We hope to keep a sufficiently wide range so as to observe clear change in energy consumption behavior across time, while at the same time reducing missing data for as many countries as possible.

We choose to restrict our multivariate analysis to the narrowest time range. This is exactly the intersection of all ranges : 1990-2019.

We note that this plot does not tell us anything about missing values. Indeed, a given observation might be missing although within the time range of the data set.


3.2 Selecting the variables

We hope to be able to analyze and understand the cross-correlation between energy consumption and human development. To do so, we need the following:

  • Data indicators for HDI and all its major components, namely: GDP, life_expectancy, years_of_schooling;
  • Figures for consumption per energy type;
  • Population data and other country indicators like geographic region.

3.3 Data transformation procedure

Our data transformation works as follows.

  1. Determine the needed variables from the respective datasets
  2. Create dataframes for each of the datasets that only contains the needed variables and time frames to avoid having an unnecessarily large final dataframe that would slow down analyses
  • Energy data
  • GDP data
  • Life expectancy data
  • Schooling data
  • Population data
  • HDI data
  1. Filter the dataframes on common ISO codes (unique identifiers for countries) such that only countries for which all dataframes match up are selected. We find that there is little to no variance in the countries from the different datasets but that some include geographic regions that are filtered by this procedure as they do not have ISO codes.
  2. Convert previously wide dataframes into a long format such that each row is one unique observation of country and year
  3. Merge all dataframes on their ISO code and year
  4. Add the country names from the library countrycode based on the ISO codes to guarantee a common naming scheme and simplify interpretation.

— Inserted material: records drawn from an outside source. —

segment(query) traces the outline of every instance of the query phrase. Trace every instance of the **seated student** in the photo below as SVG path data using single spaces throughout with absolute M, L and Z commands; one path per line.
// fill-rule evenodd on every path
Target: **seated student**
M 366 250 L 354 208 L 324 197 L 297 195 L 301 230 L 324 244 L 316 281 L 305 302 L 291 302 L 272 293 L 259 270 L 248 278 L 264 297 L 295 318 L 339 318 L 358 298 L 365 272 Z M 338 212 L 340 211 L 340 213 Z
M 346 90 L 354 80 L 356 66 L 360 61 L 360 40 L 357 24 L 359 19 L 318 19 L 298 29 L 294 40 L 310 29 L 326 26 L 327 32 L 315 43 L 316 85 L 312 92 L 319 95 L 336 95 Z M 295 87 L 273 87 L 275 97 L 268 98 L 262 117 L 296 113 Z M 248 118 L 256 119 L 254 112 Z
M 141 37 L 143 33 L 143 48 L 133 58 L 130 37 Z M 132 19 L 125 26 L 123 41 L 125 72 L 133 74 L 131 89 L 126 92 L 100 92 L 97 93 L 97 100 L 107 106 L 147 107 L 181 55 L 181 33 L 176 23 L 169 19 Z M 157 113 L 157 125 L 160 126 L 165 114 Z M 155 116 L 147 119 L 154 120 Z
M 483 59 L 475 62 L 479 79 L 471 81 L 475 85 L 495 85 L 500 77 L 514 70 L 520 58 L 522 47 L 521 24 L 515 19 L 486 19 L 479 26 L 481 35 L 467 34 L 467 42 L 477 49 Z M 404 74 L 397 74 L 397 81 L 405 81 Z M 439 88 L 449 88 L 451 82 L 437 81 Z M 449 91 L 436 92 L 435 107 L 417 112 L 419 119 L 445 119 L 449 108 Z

We use the resulting master_df as our database in all further analyses. Of course, we sometimes have to modify or calculate new variables based on the current question.

variable dataset
ISO_code worldbank_country_info
HDI HDI
population population
years_of_schooling un_years_of_schooling
life_expectancy life_expectancy
GDP worldbank_gdp
fossil_fuel owid_energy_data
hydro owid_energy_data
low_carb owid_energy_data
nuclear owid_energy_data
other_renew owid_energy_data
renew owid_energy_data
solar owid_energy_data
wind owid_energy_data
coal owid_energy_data
gas owid_energy_data
oil owid_energy_data
biofuel owid_energy_data
primary owid_energy_data